The ratio decidendi of this case is that SEBI’s power to pass ex-parte interim orders is subject to the requirement of extreme urgency and must be exercised in accordance with Section 11(4) of the SEBI Act. The judgment clarifies that an ongoing investigation and prior provision of information by the concerned party are relevant factors in determining the need for an ex-parte order. The Supreme Court did not change any previous positions of law, but clarified the interpretation of SEBI’s powers in the context of ex-parte orders.

Conclusion

The Supreme Court upheld the Securities Appellate Tribunal’s decision to set aside SEBI’s ex-parte order against Udayant Malhoutra.
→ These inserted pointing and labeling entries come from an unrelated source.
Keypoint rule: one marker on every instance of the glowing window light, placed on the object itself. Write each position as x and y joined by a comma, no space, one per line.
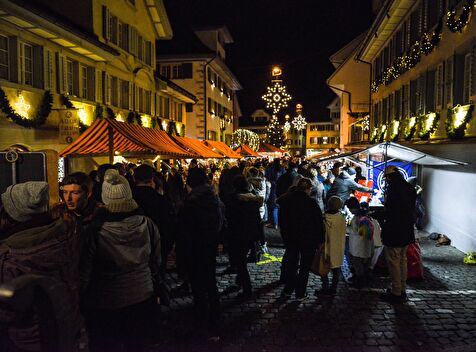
61,170
429,120
83,116
459,116
22,107
396,124
145,121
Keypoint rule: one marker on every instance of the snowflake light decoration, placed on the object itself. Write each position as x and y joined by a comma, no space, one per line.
286,126
299,122
276,98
The Court emphasized that while SEBI has the power to pass interim orders, such powers must be exercised judiciously and only in situations of extreme urgency. The Court clarified that the Tribunal’s interpretation of SEBI’s powers in paragraph 9 of its order should not be treated as a precedent. This judgment serves as a reminder that regulatory bodies must act within the bounds of the law and demonstrate a genuine need for ex-parte actions.